Killjoy (2000)

Resident nerd Michael (Jamal Grimes) is beaten up for flirting with resident thug Lorenzo’s (William L. Johnson) girl Jada (Vera Yell), then runs home to do what anyone in that situation would do: invoke a demonic clown. Is there any good reason why he knows how to do this? Or is this the new hip thing for kids to do nowadays? He does it so matter-of-factly, like he’s going to the fridge to get a sandwich.

Anyway, the conjuring doesn’t appear to work, and Mike is later killed by the thugs. Fast-forward a year, and the killer clown suddenly appears to wreak havoc. Why does it take a year? Is that how long it takes to write a bad script? He lures his victims into his magical ice cream truck, which is remarkably spacious — containing what appears to be an abandoned warehouse. In a genre that values bad guy character design, Killjoy (Angel Vargas) is an interesting killer — slim and effeminate, charismatic and jokey, with a cackle like the Cryptkeeper — sort of like a satanic Michael Jackson. Still, he’d be more imposing if his fake teeth didn’t give him a teenager’s retainer-like lisp.

As for the acting, it’s above-average for a film of this size and ilk (except for the stiff male lead, Jamal), particularly Vargas, whose previous claim to fame had been playing Tito in The Jacksons: An American Dream.
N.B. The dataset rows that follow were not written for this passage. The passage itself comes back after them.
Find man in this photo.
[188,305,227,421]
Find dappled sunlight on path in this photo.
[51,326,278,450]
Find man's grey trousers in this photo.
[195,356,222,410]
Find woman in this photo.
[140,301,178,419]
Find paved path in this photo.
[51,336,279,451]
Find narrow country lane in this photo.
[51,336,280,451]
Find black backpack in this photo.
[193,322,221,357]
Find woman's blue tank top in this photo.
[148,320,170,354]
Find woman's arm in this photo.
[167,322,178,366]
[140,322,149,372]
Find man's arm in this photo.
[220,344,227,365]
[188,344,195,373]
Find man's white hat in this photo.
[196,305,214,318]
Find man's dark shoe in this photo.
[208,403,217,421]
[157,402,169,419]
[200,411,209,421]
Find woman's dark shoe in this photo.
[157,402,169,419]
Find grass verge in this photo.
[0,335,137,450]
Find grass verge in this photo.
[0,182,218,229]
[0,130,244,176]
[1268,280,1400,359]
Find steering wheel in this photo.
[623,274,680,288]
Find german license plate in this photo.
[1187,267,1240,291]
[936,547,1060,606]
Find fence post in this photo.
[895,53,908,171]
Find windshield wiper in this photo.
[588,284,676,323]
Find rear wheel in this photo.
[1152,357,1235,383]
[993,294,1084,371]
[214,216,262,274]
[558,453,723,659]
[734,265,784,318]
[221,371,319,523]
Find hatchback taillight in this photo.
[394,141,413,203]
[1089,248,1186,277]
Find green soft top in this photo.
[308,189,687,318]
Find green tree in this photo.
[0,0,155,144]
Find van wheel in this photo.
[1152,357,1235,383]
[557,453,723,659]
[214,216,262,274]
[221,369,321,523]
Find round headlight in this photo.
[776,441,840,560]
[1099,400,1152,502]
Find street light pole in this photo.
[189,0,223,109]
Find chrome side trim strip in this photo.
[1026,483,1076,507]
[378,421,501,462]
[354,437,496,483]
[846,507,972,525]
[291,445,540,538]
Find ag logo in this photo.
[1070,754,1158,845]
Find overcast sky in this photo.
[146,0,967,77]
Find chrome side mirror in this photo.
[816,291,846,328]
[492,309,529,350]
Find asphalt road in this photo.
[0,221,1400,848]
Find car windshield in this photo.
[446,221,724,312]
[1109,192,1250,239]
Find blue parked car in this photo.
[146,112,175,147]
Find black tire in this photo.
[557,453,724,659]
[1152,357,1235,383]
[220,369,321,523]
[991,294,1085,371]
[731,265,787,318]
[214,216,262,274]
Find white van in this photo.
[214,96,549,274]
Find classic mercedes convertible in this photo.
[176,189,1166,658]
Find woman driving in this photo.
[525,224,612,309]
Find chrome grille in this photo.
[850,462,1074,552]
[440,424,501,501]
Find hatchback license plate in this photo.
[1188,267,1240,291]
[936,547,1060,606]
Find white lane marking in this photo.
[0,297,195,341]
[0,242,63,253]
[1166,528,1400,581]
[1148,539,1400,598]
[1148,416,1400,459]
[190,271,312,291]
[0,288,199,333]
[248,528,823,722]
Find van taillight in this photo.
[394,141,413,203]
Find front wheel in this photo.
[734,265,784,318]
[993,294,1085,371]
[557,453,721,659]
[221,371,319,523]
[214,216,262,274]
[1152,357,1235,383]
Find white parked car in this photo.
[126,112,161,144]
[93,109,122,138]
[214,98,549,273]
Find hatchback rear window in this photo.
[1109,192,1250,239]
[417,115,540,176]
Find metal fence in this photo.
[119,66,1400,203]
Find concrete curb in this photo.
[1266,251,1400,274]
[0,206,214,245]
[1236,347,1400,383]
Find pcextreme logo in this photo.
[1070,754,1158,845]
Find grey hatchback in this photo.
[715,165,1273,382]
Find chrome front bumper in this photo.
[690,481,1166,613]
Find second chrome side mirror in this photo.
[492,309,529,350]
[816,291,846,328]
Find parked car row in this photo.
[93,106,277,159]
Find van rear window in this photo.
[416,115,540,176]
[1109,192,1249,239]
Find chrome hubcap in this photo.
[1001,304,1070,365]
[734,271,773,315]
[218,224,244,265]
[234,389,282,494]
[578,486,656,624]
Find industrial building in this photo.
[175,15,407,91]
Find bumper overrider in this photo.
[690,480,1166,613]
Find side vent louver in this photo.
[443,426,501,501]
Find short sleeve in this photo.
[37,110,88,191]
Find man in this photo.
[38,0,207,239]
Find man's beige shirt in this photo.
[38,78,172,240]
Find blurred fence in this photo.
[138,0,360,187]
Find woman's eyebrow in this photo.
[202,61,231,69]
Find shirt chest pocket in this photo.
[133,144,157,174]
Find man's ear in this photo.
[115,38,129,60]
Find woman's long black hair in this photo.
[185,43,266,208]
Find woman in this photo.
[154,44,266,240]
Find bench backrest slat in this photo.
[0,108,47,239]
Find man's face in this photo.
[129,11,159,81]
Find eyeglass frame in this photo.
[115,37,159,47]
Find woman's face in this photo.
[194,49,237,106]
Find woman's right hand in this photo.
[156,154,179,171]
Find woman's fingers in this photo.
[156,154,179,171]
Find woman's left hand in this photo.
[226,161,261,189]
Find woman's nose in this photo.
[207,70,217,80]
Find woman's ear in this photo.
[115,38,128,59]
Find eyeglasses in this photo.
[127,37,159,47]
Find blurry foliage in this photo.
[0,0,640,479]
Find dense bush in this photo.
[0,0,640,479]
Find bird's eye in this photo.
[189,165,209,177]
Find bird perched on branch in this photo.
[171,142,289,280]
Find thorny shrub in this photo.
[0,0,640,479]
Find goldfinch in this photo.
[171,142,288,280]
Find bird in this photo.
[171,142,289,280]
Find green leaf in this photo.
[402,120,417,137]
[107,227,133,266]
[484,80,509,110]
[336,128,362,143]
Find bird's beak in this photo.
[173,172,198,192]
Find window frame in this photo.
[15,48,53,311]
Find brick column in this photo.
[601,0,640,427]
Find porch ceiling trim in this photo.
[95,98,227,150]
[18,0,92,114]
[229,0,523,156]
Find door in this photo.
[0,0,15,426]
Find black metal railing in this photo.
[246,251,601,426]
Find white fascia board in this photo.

Perhaps the best thing that can be said about Killjoy, though, is that it knows when to quit. Clocking it at barely 70 minutes long, it manages to get in and out before you realize how bad it is.

“Let’s see, if I were a demonic clown, where would I hide…?”
“You’re not bad! I’m bad!”
God had a surprise for Tupac.
Tayquan was surprised at how long the all-day lipstick lasted.